ただ瓜子は、ユーリが無事にメディカルチェックを通過できたことに、こっそり安堵していた。山科医院における定期健診でも毎回問題は生じていなかったが、いざ試合の当日に変調に見舞われたりはしないかと、瓜子はひそかに案じていたのである。
そんな瓜子の心配も杞憂に終わり、ユーリは試合に出場できることが確定した。
《アトミック・ガールズ》公式の試合衣装とウェアに着替えたユーリは、やはり心から幸福そうな面持ちであった。
「ついに興行が始まってしまうのだねぇ。ユーリは夢見心地でありますけれども……幸い、おなかは空かないようなのです」
「試合の当日も乗り越えられたら、もう安心っすね。でも、試合が終わるまで気を抜かないように気をつけましょう」
ユーリが最後に尋常ならざる飢餓感に見舞われたのは、前回の興行で復帰の挨拶をした後となる。それはおそらく興奮のあまりに発症する事態なのであろうから、今日という日には決して気を抜くことはできなかった。
「このお牛様が腹ペコでぶっ倒れそうになったら、プロテインでカロリーバーを流し込んでやりゃいいんだろ? それはこっちで受け持つから、おめーは自分の試合に集中しとけや」
と、心優しいサキはそんな風に語りながら、瓜子の頭を小突いてきた。
本日は瓜子がエキシビションマッチであるという関係もあって、リューク氏やビビアナにセコンドは頼んでいない。そもそもビビアナなどは日本語が覚束ないため、メイのセコンドぐらいしか務まらないのだ。
よって本日は、ユーリのセコンドが立松とジョンとサキ、瓜子がサイトーとメイ、愛音がジョンと柳原と蝉川日和という布陣になっている。ジョンだけが掛け持ちになってしまうが、第一試合と第十試合ならば支障はなかろうという判断であった。
そんなこんなで時間は流れすぎ、ついに開会セレモニーの時間である。
入場の順番に整列した最後尾で、ユーリは「うにゃあ」と声をあげていた。
「かえすがえすも、ユーリなんぞがメインイベントというのは恐縮の限りなのですぅ。これでは会場のお客様がたも、不満の思いでみっしりなのではないでしょうかぁ?」
「この期に及んで、なーに言ってんのさ! 今日はうり坊とトッキーがエキシビションなんだから、しかたないっしょ!」
そんな風にユーリをなだめてくれたのは、瓜子の後ろに並んでいた灰原選手だ。ちなみにユーリと灰原選手の間には、にやにやと不敵に笑うジジ選手が立ちはだかっていた。

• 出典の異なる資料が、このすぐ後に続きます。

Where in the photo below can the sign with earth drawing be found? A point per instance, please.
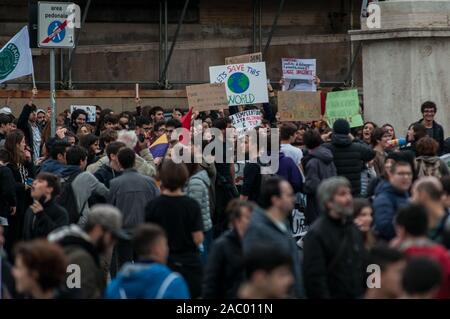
(245, 83)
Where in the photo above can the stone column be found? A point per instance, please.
(406, 62)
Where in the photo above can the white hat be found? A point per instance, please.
(5, 110)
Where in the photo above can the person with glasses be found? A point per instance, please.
(433, 129)
(390, 196)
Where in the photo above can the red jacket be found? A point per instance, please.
(439, 254)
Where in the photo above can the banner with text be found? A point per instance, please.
(246, 121)
(299, 106)
(246, 58)
(299, 74)
(245, 83)
(343, 105)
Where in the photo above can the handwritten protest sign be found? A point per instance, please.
(246, 58)
(298, 74)
(206, 97)
(343, 105)
(299, 106)
(246, 83)
(246, 121)
(91, 110)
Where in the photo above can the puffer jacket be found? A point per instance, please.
(318, 164)
(349, 158)
(198, 189)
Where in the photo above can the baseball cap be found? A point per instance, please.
(109, 217)
(5, 110)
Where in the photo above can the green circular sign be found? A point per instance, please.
(9, 58)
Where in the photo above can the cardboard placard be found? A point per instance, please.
(246, 121)
(246, 58)
(207, 97)
(246, 83)
(299, 106)
(343, 105)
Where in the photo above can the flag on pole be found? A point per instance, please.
(15, 57)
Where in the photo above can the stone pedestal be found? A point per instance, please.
(406, 62)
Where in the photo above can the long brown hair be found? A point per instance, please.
(13, 139)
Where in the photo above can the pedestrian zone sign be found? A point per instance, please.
(56, 24)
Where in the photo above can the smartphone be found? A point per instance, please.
(42, 200)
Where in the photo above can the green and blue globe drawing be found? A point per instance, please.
(238, 83)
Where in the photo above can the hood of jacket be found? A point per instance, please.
(322, 153)
(432, 160)
(203, 176)
(340, 140)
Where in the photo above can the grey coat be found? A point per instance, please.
(198, 189)
(130, 192)
(262, 230)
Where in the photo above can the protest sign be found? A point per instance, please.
(299, 74)
(299, 106)
(206, 97)
(343, 105)
(246, 121)
(246, 58)
(91, 110)
(245, 83)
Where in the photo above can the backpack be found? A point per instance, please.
(68, 200)
(428, 169)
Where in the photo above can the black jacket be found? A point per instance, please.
(22, 124)
(41, 224)
(7, 191)
(224, 271)
(318, 165)
(438, 135)
(334, 260)
(105, 174)
(349, 158)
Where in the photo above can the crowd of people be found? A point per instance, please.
(93, 201)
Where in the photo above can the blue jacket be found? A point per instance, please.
(385, 205)
(147, 280)
(290, 171)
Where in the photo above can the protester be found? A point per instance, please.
(22, 169)
(428, 163)
(318, 166)
(112, 169)
(198, 188)
(389, 197)
(148, 277)
(411, 225)
(391, 263)
(83, 184)
(428, 191)
(348, 156)
(44, 215)
(224, 271)
(180, 216)
(130, 193)
(422, 278)
(334, 260)
(269, 272)
(85, 246)
(268, 225)
(39, 270)
(433, 129)
(363, 219)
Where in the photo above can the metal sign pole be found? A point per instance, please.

「ま、あたしが受け持ってやってもよかったけど、前回の試合で魔法老女に後れを取っちゃったから、あんまでかい口は叩けないしさ! 今日のところはあんたの復帰試合が一番注目されてるんだろうし、うだうだ言ってないで覚悟を決めな!」
「はいぃ。恐縮でありますぅ」
そうしてこちらが騒いでいる間に、入場が開始された。
二名のアマチュア選手の後は、愛音、大江山すみれ、小柴選手、犬飼京菜と、まずは立て続けにアトム級の精鋭が姿を消していく。それに続くのはマリア選手と小笠原選手で、お次が瓜子の出番だ。
瓜子が花道に足を踏み出すと、本日も多大なる歓声と拍手をいただくことができた。
ただ今回は、どこか切々とした響きも感じられる。それはどこか、一年前のユーリの入場を思い出させる雰囲気であり――もしかしたら、これが《アトミック・ガールズ》における瓜子の試合の見納めなのではないかという思いが渦巻いているのかもしれなかった。

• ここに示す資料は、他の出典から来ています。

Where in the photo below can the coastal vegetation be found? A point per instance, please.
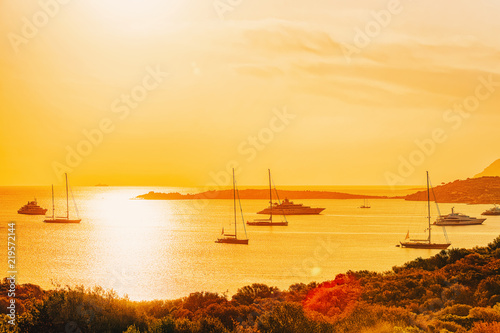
(457, 290)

(あのときも、ユーリさんは『アクセル・ロード』に備えてエキシビションだったんだよな)
ただ瓜子の場合、《アクセル・ジャパン》で勝利するだけでは正式契約に至らないだろうという見込みであったのだが――しかしそれも、何も明確な話ではない。過去には地方大会の一勝だけで正式契約に至った選手もいなくはないようであるので、瓜子自身にも先のことなどはまったくわからなかったのだった。

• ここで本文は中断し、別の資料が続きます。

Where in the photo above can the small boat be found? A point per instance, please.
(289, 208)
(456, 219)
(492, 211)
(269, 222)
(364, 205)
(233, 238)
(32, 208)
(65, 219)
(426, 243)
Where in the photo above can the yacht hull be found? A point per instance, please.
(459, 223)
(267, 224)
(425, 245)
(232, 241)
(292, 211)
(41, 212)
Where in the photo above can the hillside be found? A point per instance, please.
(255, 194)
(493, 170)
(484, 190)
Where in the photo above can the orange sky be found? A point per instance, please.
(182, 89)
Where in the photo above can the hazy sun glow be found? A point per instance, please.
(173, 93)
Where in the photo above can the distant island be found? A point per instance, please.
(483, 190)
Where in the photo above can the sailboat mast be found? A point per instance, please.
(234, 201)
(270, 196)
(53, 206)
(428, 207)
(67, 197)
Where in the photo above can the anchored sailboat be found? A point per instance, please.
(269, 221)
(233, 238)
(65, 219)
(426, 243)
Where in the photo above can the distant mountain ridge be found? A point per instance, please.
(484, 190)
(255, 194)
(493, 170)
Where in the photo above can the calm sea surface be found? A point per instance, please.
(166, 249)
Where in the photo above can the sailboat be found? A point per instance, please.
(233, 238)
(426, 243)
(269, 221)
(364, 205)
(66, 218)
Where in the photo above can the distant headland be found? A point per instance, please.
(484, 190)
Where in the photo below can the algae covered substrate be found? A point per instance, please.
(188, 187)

(だから……あたしもこれがアトミックで最後の試合になるかもしれないっていう覚悟が必要なんだ)
そんな思いを噛みしめながら、瓜子は小笠原選手の隣に立ち並んだ。
その後には灰原選手とジジ選手が続き、ついにユーリの登場だ。
そのときこそ、凄まじいばかりの歓声が轟いた。そちらは瓜子と反対に、《アクセル・ファイト》から《アトミック・ガールズ》に舞い戻ってきた身なのである。
もちろんそれは、喜ばしいだけの話ではない。『アクセル・ロード』に出場したユーリは、そのまま世界に羽ばたくのではないかと期待されていたのだから――ある意味では、夢破れての出戻りであったのだ。
しかし、そんな御託を吹き飛ばすほど、ユーリは魅力的な姿をさらしていた。
その美麗なる姿をまばゆいスポットに照らされて、無邪気に微笑み、ひらひらと手を振っている。ほんの直前までうじうじ悩んでいたなど、誰も想像できないことだろう。内心を隠してアイドルらしく振る舞う手腕に関して、ユーリの右に並ぶものはなかった
それにまた、ユーリも決して外面を取りつくろっているわけではない。
客席からの大歓声が、すぐさまユーリを幸福な心地にしてくれたのだ。今この場でもっとも大きな幸せを噛みしめているのは、ユーリであるはずであった
『以上、二十二名の精鋭が、本日この場で熱い試合をお届けいたします! それでは、選手代表の挨拶を……ユーリ・ピーチ=ストーム選手にお願いいたします!』
リングアナウンサーの宣言によって、いっそうの歓声が吹き荒れる。
ハンドマイクを受け取ったユーリは、無垢なる笑顔でぺこりと一礼した。
『みなさん、今日はご来場ありがとうございまぁす。ユーリもメインイベントに相応しい試合をお見せできるように頑張りますので、よろしくお願いしまぁす』
なんのてらいもない、ごく尋常な挨拶である。
しかし客席のボルテージは上がる一方であったし、ユーリもにこにこと笑いながら、目もとに白いものを光らせていた。
うかうかしていると、瓜子も目の奥が熱くなってしまいそうである。
そんな瓜子の左右では、小笠原選手と灰原選手が満足そうに笑っていた。
『それでは選手退場です!』のアナウンスに従って、入場とは逆の順番で花道を引き返す。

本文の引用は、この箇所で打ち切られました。